While no formal, peer-reviewed studies have been published on the link between Passover and constipation, there is ample science to back up what many suspect: matzo literally gums up your digestive tract.

“There’s certainly a lot of logic to there being problems if you eat too much matzo,” said Stan Drake, a recently retired Jewish gastroenterologist who used to practice in Virginia. “Matzo is basically white flour and water and there’s like zero fiber.”

Fiber is composed of parts of food that aren’t absorbable into the body’s bloodstream and play a vital role in keeping things moving in the colon, Drake explained. It also helps to feed the bacteria in your intestines known as the gut microbiota, which is also essential to properly breaking down food. Fiber also helps pull water into the small intestines. All this helps to contribute to a healthy stool.

On the eight days of Passover, observant Jews don’t eat chametz, or leavened bread, to commemorate the Jews’ Exodus from slavery in Egypt. The Torah recounts how the Jews, on the run from Pharoah, ate unleavened bread. Exodus 12:14 proscribes: “You shall eat nothing leavened; in all your dwelling places you shall eat unleavened bread.”

The treatment

Many constipated Jews have joked about matzo as the bread of affliction. But Drake said some of that suffering can be alleviated by switching to whole wheat matzo, which has a higher fiber content. He also recommends limiting the serving size to a single square per day, as well as increasing fluid intake to compensate for matzo’s relatively low water content compared to bread, which will help lubricate the works.

Tanya Rosen, a New York-based nutritionist whose clientele is largely composed of Orthodox Jews, echoed Drake’s calls to cut back on the matzo, saying it would be best to stick to the minimum required by Judaic law.

While matzo is a key culprit to Passover constipation, the situation is amplified for many Orthodox Ashkenazi Jews, who are obliged to refrain from other high-fiber foods during the holiday, such as rice, beans and other legumes. (In 2016, however, the Conservative movement relaxed those restrictions.) Drake recommended substituting quinoa, a grain that meets the kosher for Passover requirements, as a good source of fiber.

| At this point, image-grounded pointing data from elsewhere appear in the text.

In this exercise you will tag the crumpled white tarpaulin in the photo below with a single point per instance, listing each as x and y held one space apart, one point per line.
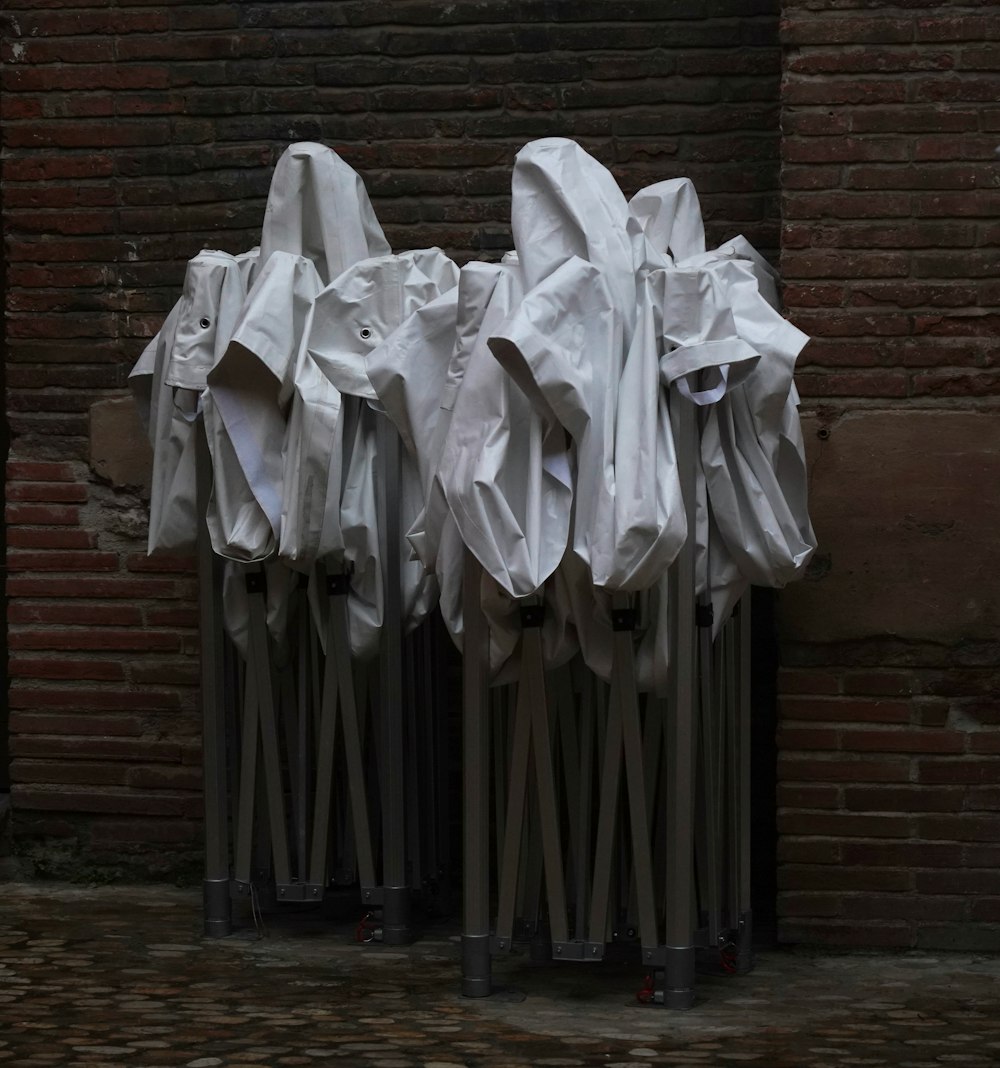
532 398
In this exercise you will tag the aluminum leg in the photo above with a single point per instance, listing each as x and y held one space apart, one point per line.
260 664
395 885
217 911
475 960
678 991
745 939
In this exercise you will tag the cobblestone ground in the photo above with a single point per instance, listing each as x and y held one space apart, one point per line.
121 976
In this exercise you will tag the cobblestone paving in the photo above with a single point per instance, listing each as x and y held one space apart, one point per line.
121 976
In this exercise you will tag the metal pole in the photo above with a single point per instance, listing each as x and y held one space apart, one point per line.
678 990
395 888
475 961
744 959
217 908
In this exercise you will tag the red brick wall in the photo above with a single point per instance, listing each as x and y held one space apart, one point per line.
890 719
137 132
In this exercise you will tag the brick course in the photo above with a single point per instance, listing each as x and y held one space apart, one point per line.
889 250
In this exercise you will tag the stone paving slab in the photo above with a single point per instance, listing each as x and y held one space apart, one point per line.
121 976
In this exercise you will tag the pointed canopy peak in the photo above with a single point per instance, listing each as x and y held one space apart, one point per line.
670 215
318 208
566 203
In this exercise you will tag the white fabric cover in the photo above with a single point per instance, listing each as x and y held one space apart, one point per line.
168 381
330 492
317 222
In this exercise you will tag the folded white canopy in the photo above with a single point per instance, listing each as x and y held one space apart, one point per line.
532 399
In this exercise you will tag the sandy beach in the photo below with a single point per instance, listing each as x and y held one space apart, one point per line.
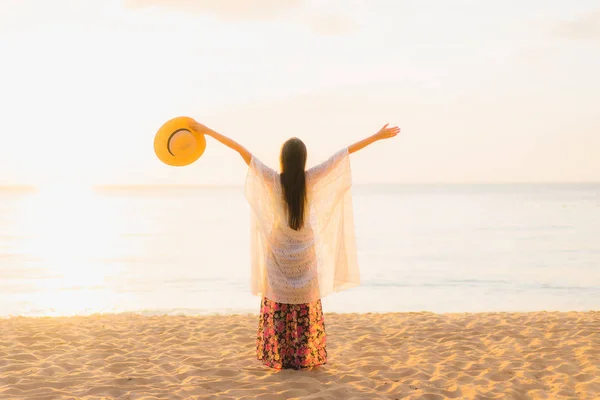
389 356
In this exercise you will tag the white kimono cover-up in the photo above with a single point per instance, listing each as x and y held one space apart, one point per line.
296 267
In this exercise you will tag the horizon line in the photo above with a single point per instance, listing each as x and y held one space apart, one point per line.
27 187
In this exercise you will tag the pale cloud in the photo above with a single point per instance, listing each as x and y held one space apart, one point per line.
332 24
225 9
298 11
586 27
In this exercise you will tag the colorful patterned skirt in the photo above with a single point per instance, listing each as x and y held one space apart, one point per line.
291 335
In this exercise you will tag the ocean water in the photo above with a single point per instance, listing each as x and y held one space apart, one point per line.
439 248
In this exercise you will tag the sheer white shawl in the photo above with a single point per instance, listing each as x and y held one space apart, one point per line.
302 266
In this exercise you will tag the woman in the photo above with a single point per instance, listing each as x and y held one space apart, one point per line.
302 246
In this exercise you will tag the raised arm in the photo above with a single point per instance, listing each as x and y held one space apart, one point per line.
232 144
384 133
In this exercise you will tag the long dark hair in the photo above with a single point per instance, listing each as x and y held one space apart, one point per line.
293 181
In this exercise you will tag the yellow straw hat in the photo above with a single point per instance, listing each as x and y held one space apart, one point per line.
177 144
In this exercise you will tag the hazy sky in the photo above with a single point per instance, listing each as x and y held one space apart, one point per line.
484 91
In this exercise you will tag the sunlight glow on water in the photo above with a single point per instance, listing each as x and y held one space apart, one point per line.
442 249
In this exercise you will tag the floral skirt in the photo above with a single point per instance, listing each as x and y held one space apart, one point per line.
291 335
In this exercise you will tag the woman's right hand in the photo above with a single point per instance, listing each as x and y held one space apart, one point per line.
386 133
200 128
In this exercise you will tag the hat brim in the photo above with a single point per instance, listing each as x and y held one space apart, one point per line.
164 135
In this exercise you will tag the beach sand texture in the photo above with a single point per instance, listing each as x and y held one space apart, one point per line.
543 355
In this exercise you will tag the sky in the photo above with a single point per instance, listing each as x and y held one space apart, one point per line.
484 91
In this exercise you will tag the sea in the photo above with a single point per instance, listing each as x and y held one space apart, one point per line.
185 250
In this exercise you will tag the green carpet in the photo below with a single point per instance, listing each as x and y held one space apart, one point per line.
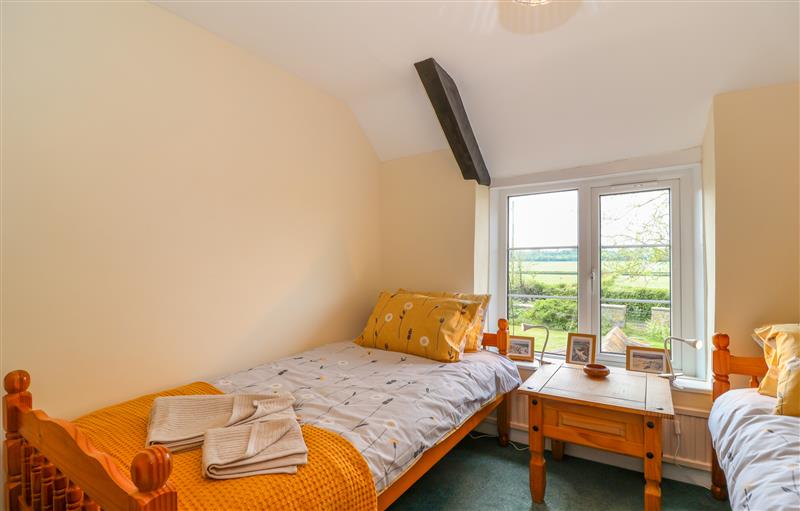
479 474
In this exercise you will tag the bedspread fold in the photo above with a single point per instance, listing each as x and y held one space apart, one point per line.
336 476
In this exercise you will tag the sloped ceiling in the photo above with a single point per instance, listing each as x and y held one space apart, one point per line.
549 87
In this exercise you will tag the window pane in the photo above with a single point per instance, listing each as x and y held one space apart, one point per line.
635 295
543 266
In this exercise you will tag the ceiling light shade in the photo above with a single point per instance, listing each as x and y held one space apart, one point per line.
532 3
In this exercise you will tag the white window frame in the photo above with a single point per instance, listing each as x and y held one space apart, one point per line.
687 262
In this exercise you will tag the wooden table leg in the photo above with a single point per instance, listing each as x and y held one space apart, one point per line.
557 448
652 463
536 443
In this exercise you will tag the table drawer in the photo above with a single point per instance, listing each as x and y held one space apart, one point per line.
594 427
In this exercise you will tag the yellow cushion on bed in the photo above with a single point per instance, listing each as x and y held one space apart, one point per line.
769 383
475 334
788 391
768 336
336 476
427 326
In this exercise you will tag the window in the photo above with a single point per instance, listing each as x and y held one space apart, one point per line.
617 257
543 264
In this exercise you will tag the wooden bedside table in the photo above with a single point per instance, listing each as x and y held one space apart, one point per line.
621 413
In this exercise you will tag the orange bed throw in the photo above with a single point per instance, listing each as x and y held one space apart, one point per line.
336 476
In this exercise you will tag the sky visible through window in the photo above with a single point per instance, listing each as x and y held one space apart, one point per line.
634 273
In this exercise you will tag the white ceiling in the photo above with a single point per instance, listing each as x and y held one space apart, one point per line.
549 87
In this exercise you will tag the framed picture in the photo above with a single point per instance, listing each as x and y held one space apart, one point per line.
645 360
581 348
520 348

Rosen recommended eating root vegetables like sweet potatoes and beets to replace grain starches like rice, noting that they are filling while still being kosher.

She had other suggestions for noshes during a time when many snacks are literally off the table.

“I recommend having almonds or cashews because first of all, that’s a very filling, wholesome snack, but also because it has a high fat content — good healthy fats that help with constipation.”

Rosen noted that her practice gets a major influx of clients after Passover, to the point where her phone feels like “the diet emergency hotline, like, ‘Oh my God, help, I gained so much weight,’” she said. Counterintuitively, she said, many Jews pack on the pounds during the holiday, despite having to abstain from many of their favorite foods. 

“It’s a lot of late-night, heavier meals, and also, when you have your favorite foods available, you eat however much you need, and you’re good,” she explained. “When you’re trying to get full on things you don’t really like, you even sometimes end up eating more, not less.”

Drake also wants Jews to remember that Passover is only eight days, and how we eat during the holiday should not be carried over to the rest of the year.

“A traditional Ashkenazi Jewish Passover fare,” he said, “is the opposite of what we docs would advocate people eating on a regular basis.”